Spike Jones's Where the Wild Things Are opened this past weekend to $33 million and mixed reviews. Did you go see the film? What were your thoughts?
My feelings on the film:
The film, to me, was a thoughtful and loving meditation on the sparse text of it's source material and what it's like to be a 9 year old. As adults many tend to forget that we had issues to deal with when we were younger since our time is now taken up by much heavier matters and pressing issues. But, as illustrated by the main character, Max, we see that he is dealing with problems that seem to keep mounting in the only way he knows how. Max uses his fertile imagination to escape to an island where he is king.
Max's subjects are a group of beautifully realized monsters that, in some way, reflect a different aspect of Max own personality. Max navigates the dynamics of living with a group of animals as immature as he and this forces him to look inward and return home a better kid.
Jones has a wonderful ability with magical realism, or the fantastic in a realistic, believable setting. His sensibility and visual style is perfect for this material as well as his penchant for cerebral plot lines bordering on the absurd. The real problem here is not Jones so much as it is the lack of a particularly interesting way to teach our hero to grow up.

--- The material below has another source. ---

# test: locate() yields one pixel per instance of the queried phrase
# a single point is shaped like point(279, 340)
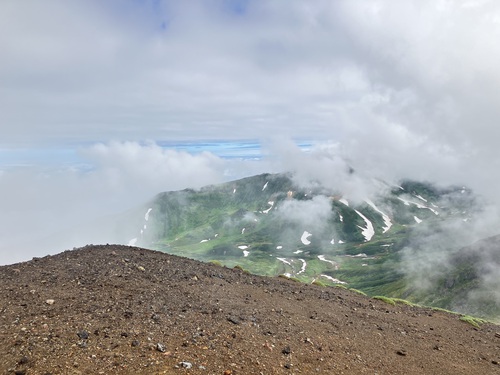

We are treated to fun set pieces like the Wild Rumpus, a crazy dirt clod war, and the construction of a massive fort. This is where the movie excels, when it's having fun. Unfortunately when the fun ends there really never seems to be any other direction. Was this the intended metaphor? That when one is a child life is nothing but waiting for the next fun moment? Perhaps. But in a film you shouldn't make the audience learn that lesson all over. You should entertain them as you watch the characters learn that lesson for themselves. Alfred Hitchcock once said that movies are like life but with the boring parts taken out. Unfortunately, they left some of the boring parts of real life in this film.
WTWTA is not a bad film. It is very well made. The production values are phenomenal, the soundtrack is perfect, and the adaptation is exceedingly faithful to the source material. They just forgot that the film should always be entertaining.